Document Type : Scientific-research
Author
Assistant professor in Islamic philosophy, Iranian Institute of Philosophy
Abstract
Between two conflicting views about the origin of language, i.e., Platonic naturalism and Aristotelian conventionalism, Farabi has his own independent original standpoint. Plato understood the utterance’s imitation of the meanings to be dependent on the similarity of the Utterance’s constituent letters and sounds with the meaning, and Aristotle believed in nothing but the convention and contract in this regard between the speakers. In Farabi’s view, “the similarity between the structure of the Utterances and their meanings” is the necessary condition for the accuracy and strength of a language and guarantees the imitation of the meanings. Among the linguistic rules, he thinks, the derivation rule has the most capacity to show the similarity between the utterances and meanings and shows it in different circumstances. Some cases of it are the application of the “derivative” or “primitive” names to different levels of knowledge and genus and species of substance and attribute categories in different situations and the justification of their philosophical aspect.

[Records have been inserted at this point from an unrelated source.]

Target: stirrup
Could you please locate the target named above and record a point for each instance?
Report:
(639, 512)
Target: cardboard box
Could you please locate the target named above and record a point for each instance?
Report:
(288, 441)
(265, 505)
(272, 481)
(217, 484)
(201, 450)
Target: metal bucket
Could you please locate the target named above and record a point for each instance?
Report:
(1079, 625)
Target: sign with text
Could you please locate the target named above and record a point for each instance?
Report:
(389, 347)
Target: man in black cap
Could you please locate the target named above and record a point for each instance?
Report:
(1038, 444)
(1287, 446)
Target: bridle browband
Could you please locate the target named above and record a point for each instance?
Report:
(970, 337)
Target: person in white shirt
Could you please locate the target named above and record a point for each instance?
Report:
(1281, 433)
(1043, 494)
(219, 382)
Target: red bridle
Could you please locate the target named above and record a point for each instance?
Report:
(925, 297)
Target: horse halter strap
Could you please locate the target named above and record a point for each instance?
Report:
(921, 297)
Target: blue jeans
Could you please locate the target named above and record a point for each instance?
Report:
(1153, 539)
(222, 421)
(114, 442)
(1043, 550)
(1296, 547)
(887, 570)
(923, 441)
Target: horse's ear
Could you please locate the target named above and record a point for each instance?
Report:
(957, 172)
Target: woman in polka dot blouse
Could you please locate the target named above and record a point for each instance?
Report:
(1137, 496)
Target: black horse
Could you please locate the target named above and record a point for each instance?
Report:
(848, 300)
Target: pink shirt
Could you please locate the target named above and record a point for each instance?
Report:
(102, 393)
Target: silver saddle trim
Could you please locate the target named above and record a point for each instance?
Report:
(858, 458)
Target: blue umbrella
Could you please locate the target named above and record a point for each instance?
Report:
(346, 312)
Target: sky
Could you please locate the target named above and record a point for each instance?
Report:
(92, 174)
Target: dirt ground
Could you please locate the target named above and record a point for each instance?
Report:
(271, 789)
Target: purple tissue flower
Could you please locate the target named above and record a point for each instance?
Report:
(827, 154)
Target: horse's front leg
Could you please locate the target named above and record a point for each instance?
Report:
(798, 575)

He explains that how the similarity between the structures of each kind of these utterances on the one hand and the characteristics and essential relationships of the philosophical concepts they refer to on the other hand, makes them qualified for this denotation. In another place, he notes that the primitive names for “being” in other languages show the characteristics and place of its signified meaning in philosophy and make the Arabic speakers aware of the possible errors they might commit due to the derivative-like appearance of this utterance.